- Masagua Location in Guatemala
- Coordinates: 14°12′00″N 90°51′00″W﻿ / ﻿14.20000°N 90.85000°W
- Country: Guatemala
- Department: Escuintla
- Settled: 1825

Area
- • Total: 456 km^{2} (176 sq mi)

Population (2023)
- • Total: 49,085
- • Density: 108/km^{2} (279/sq mi)
- Climate: Aw

= Masagua =

Masagua (/es/) is a city and a municipality in the Escuintla department of Guatemala. It covers an area of approximately 456 km2. As per 2023 estimates, it has a population of about 49,085 inhabitants.

==History==
The first mention of Masagua is from the Spanish colonial texts, which refer to a church dedicated to Virgin Mary. In the late 18th century, it had a population of 104 individuals from 25 families. In 1825, Masagua became part of the department of Escuintla as per the Constitution of Guatemala. On 1 May 1830, it was elevated as a municipality and the municipality of San Juan Mixtán was added to it in 1883. In 1927, Masagua had a population of 4,830 inhabitants.

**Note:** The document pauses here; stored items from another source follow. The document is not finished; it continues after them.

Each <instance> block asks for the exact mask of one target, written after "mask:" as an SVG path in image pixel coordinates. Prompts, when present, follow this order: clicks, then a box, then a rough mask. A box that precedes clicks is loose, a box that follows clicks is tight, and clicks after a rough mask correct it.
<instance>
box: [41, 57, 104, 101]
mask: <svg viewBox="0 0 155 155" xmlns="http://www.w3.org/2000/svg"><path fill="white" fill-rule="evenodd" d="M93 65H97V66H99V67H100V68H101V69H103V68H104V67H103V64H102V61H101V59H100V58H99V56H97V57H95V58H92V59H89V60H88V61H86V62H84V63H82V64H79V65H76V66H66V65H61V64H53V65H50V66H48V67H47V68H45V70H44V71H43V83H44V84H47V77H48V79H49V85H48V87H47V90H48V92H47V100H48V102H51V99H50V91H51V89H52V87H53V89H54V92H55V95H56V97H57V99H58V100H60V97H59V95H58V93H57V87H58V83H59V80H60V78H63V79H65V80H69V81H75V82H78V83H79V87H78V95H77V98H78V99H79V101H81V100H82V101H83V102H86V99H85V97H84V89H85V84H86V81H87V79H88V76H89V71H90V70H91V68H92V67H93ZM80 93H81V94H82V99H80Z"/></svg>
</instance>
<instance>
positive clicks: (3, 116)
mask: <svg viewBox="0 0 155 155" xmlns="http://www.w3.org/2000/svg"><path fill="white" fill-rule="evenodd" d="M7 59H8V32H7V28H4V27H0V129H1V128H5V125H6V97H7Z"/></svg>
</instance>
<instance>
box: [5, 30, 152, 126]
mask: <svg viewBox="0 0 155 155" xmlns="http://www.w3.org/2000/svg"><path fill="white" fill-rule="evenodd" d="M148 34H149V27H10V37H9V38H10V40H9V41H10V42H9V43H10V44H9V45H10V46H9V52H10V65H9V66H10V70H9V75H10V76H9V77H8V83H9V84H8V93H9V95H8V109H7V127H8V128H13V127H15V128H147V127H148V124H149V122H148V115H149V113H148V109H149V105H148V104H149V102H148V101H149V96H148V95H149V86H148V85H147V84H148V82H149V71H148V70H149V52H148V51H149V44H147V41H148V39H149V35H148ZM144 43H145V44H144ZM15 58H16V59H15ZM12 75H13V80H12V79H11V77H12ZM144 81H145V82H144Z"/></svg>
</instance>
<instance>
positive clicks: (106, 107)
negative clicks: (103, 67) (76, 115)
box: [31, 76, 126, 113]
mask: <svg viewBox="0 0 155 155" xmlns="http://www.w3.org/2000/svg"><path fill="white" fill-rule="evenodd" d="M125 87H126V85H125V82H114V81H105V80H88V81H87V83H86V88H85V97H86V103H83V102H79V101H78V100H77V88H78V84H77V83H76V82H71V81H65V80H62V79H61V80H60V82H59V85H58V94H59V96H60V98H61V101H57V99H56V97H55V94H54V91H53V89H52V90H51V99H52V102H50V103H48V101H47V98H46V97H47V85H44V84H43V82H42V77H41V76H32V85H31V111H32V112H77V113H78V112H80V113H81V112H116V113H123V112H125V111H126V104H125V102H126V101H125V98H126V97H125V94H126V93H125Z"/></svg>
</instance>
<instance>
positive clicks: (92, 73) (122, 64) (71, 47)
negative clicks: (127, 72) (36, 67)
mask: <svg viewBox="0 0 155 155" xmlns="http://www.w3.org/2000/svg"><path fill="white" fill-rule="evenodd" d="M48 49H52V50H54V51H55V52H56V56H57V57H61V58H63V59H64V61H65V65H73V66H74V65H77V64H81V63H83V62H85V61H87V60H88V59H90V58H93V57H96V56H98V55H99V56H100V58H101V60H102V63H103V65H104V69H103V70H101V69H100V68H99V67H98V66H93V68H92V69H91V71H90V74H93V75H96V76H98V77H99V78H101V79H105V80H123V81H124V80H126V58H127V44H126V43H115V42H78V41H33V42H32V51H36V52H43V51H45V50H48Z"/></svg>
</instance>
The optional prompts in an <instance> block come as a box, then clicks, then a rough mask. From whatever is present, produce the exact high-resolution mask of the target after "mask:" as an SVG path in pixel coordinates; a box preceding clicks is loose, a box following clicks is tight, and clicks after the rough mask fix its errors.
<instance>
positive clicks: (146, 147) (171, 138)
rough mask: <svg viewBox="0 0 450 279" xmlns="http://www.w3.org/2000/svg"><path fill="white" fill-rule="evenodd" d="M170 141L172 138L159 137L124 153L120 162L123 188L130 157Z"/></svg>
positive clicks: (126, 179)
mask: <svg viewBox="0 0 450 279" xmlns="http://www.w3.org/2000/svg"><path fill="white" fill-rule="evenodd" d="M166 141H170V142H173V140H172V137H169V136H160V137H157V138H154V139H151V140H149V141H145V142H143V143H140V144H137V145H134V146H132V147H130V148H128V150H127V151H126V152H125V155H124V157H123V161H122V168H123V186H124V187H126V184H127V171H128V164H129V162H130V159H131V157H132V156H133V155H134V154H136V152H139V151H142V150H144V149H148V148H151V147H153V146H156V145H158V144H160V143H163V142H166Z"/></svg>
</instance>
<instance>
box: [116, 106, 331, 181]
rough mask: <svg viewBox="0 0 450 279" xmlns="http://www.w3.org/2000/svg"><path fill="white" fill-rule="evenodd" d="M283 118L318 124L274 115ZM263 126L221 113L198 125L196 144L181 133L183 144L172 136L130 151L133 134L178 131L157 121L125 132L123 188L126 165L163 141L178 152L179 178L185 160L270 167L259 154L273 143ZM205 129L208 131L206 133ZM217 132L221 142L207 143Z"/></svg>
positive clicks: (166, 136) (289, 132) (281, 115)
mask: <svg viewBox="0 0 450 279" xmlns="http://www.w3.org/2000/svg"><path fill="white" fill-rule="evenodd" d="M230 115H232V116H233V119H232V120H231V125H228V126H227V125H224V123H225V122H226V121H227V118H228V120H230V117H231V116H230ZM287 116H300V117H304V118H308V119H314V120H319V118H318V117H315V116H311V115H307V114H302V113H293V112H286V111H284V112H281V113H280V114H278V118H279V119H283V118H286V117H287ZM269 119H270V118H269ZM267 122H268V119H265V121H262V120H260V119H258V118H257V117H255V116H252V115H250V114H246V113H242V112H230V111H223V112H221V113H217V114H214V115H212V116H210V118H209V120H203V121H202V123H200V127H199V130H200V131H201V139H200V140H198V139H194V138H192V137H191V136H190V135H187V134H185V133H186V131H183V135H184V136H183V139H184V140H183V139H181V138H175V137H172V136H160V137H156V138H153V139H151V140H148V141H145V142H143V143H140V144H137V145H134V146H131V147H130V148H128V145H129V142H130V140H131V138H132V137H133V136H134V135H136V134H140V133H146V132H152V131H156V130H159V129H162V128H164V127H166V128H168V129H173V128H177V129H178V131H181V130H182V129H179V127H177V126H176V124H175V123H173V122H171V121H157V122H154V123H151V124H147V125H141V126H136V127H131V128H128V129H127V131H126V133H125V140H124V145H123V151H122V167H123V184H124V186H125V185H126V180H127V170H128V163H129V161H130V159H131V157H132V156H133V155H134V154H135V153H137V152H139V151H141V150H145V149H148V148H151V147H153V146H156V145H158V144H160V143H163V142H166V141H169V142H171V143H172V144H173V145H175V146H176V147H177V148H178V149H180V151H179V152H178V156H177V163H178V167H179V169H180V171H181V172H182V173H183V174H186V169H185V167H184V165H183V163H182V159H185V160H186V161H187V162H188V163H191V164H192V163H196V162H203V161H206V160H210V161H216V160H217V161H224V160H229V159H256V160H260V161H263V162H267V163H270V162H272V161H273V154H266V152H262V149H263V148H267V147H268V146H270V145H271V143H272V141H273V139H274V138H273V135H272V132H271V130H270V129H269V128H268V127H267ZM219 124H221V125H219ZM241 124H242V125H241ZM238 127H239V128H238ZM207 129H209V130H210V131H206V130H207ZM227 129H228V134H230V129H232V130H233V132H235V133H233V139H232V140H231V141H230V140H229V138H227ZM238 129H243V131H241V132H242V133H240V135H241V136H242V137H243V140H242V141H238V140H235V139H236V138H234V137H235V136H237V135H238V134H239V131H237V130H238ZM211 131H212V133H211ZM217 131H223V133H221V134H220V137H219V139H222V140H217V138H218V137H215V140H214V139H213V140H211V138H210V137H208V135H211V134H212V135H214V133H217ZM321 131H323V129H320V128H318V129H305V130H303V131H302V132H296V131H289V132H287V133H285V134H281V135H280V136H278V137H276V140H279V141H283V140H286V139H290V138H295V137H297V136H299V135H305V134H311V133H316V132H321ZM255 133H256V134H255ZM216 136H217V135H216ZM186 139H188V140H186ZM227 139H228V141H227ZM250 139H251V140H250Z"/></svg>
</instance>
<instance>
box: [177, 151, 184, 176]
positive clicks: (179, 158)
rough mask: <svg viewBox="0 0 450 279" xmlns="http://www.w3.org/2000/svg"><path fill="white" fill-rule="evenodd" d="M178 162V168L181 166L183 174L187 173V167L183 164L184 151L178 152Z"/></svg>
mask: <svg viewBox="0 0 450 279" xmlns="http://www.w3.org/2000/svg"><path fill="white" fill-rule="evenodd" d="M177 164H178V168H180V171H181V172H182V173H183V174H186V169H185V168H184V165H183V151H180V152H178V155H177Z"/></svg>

Masagua derives from Nahuatl, with several theories proposed as to its meaning. It roughly translates to "place of deer" or "deer that flees".

==Geography==
Masagua is a municipality in the Escuintla Department in Guatemala. It is spread over an area of 456 km2. It lies in the southeastern part of the department, about 12 km from the departmental capital of Escuintla and 71 km from the national capital of Guatemala city. It borders the municipalities of Escuintla and San Vicente Pacaya to the north, Puerto San José to the south, Guanagazapa and Iztapa to the east. In 2008, a power generation plant was constructed by Jaguar Energy in the municipality with an estimated capacity of 300 MW.

===Climate===
Located at an elevation of 100 m above sea level, Masagua has a tropical monsoon climate (Köppen climate classification: Am). The municipality has an average annual temperature of 26.27 C, and receives about 124.35 mm of rainfall annually.

Climate data for Masagua
| Month | Jan | Feb | Mar | Apr | May | Jun | Jul | Aug | Sep | Oct | Nov | Dec | Year |
| Mean daily maximum °C (°F) | 33.2 (91.8) | 33.6 (92.5) | 34.6 (94.3) | 34.7 (94.5) | 34.0 (93.2) | 32.7 (90.9) | 33.0 (91.4) | 32.9 (91.2) | 32.0 (89.6) | 31.9 (89.4) | 32.2 (90.0) | 32.7 (90.9) | 33.1 (91.6) |
| Daily mean °C (°F) | 26.6 (79.9) | 27.1 (80.8) | 28.2 (82.8) | 28.7 (83.7) | 28.7 (83.7) | 27.9 (82.2) | 28.1 (82.6) | 27.9 (82.2) | 27.4 (81.3) | 26.8 (80.2) | 26.8 (80.2) | 26.7 (80.1) | 27.6 (81.6) |
| Mean daily minimum °C (°F) | 20.1 (68.2) | 20.6 (69.1) | 21.9 (71.4) | 22.7 (72.9) | 23.4 (74.1) | 23.2 (73.8) | 23.3 (73.9) | 23.0 (73.4) | 22.8 (73.0) | 21.7 (71.1) | 21.4 (70.5) | 20.7 (69.3) | 22.1 (71.7) |
| Average precipitation mm (inches) | 4 (0.2) | 4 (0.2) | 19 (0.7) | 76 (3.0) | 273 (10.7) | 394 (15.5) | 317 (12.5) | 219 (8.6) | 451 (17.8) | 399 (15.7) | 81 (3.2) | 10 (0.4) | 2,247 (88.5) |
Source: Climate-Data.org

==Demographics==
The municipality had an estimated population of 49,085 inhabitants in 2023. The population consisted of 25,242 males and 23,843 females. About 30.2% of the population was below the age of fourteen, and 5.2% was over the age of 65 years. Majority of the population (62.9%) was classified as urban, while 37.1% lived in rural areas. About 66.2% of the inhabitants were born in the same municipality. Ladinos (97.1%) formed the major ethnic group, with Maya (2.8%) forming a small minority. The municipality had a literacy rate of 84.9%, and Spanish (98.4%) was the most spoken language.